Secretario de Defensa pide a Irán que abandone sus reservas de uranio

En una conferencia de prensa de alto riesgo, el Secretario de Defensa de Estados Unidos, Pete Hegseth, exige que Irán entregue todo su suministro de uranio, citando preocupaciones de seguridad nacional en medio de un precario alto el fuego.
En una medida audaz, el secretario de Defensa de Estados Unidos, Pete Hegseth, ha emitido una severa demanda para que Irán abandone todas sus reservas de uranio, citando graves preocupaciones de seguridad nacional. El llamado a la acción se produjo durante una conferencia de prensa de alto perfil celebrada en el Pentágono, pocas horas después de un frágil alto el fuego entre Estados Unidos e Irán.

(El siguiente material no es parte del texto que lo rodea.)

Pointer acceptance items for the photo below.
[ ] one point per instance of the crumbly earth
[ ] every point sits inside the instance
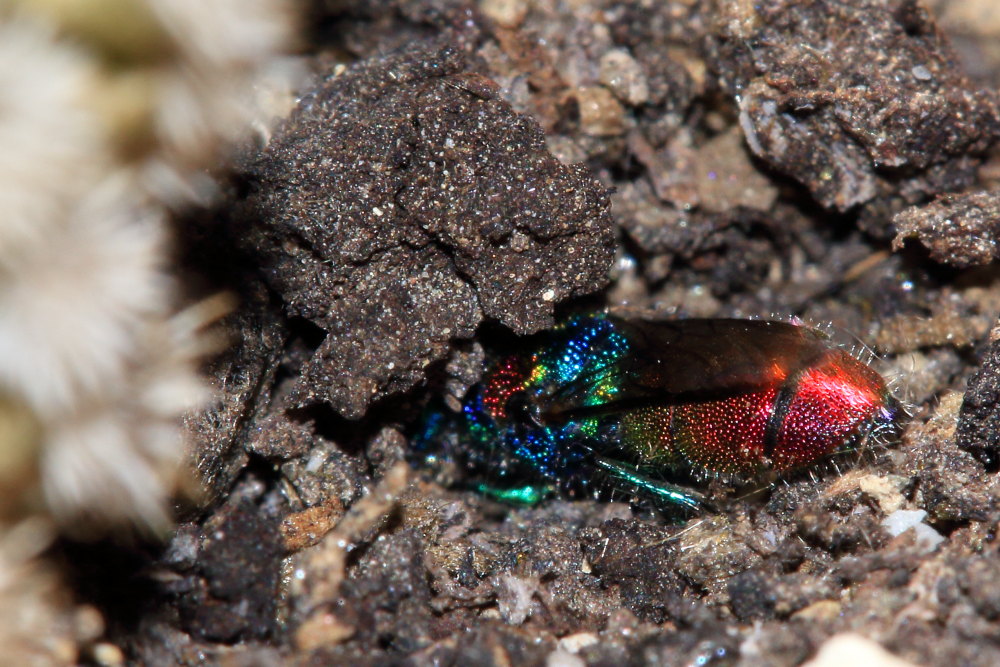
(758, 159)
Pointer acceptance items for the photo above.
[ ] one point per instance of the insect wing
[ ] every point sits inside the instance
(687, 361)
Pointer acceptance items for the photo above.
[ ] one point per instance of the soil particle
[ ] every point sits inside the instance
(400, 204)
(834, 93)
(957, 230)
(412, 195)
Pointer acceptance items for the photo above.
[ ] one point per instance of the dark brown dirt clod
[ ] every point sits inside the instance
(835, 93)
(400, 204)
(958, 230)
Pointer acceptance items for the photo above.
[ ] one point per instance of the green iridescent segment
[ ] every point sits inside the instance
(530, 494)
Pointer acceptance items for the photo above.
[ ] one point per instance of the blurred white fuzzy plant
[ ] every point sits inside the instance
(110, 113)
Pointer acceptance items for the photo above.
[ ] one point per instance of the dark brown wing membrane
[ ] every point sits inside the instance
(684, 361)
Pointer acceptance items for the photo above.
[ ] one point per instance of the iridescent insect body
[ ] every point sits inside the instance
(647, 403)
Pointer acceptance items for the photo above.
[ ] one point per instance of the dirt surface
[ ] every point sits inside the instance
(455, 165)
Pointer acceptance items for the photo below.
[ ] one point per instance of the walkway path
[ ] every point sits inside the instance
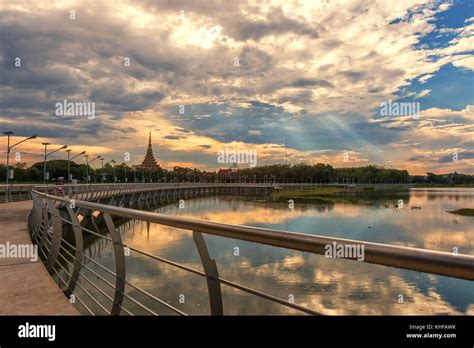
(26, 288)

Flanqueado por el general Dan Caine, presidente del Estado Mayor Conjunto, Hegseth no se anduvo con rodeos en su evaluación de la situación. "La continua posesión de uranio enriquecido por parte de Irán plantea una amenaza inaceptable a la estabilidad global", afirmó enfáticamente. "Deben entregar este material inmediatamente o afrontar las consecuencias".
La demanda se produce en medio de crecientes tensiones en la región, con el acuerdo de alto el fuego pendiendo de un hilo. Hegseth argumentó que las reservas de uranio de Irán, potencialmente suficientes para desarrollar armas nucleares, representan un grave peligro que Estados Unidos no puede ignorar. "Hemos recorrido este camino antes", dijo, en alusión a enfrentamientos pasados por el programa nuclear de Irán.
El general Caine se hizo eco de los sentimientos de Hegseth y advirtió que el ejército estadounidense está preparado para tomar "cualquier acción que sea necesaria" para salvaguardar los intereses y aliados estadounidenses en el Medio Oriente. "Irán debe cumplir y debe hacerlo rápidamente", afirmó enfáticamente Caine. "El tiempo corre y la paciencia se está agotando."
El ultimátum de alto riesgo subraya la naturaleza delicada del panorama geopolítico actual, con el futuro del acuerdo de alto el fuego y la estabilidad regional más amplia en juego. Los analistas sugieren que la respuesta de Irán, o la falta de ella, podría tener implicaciones de largo alcance para las frágiles negociaciones de paz y el potencial de un nuevo conflicto.
Mientras el mundo observa con gran expectación, existe presión para que Irán dé un paso decisivo en los próximos días. Lo que está en juego nunca ha sido tan grande y las consecuencias de la inacción podrían ser nefastas, según los líderes de defensa de Estados Unidos.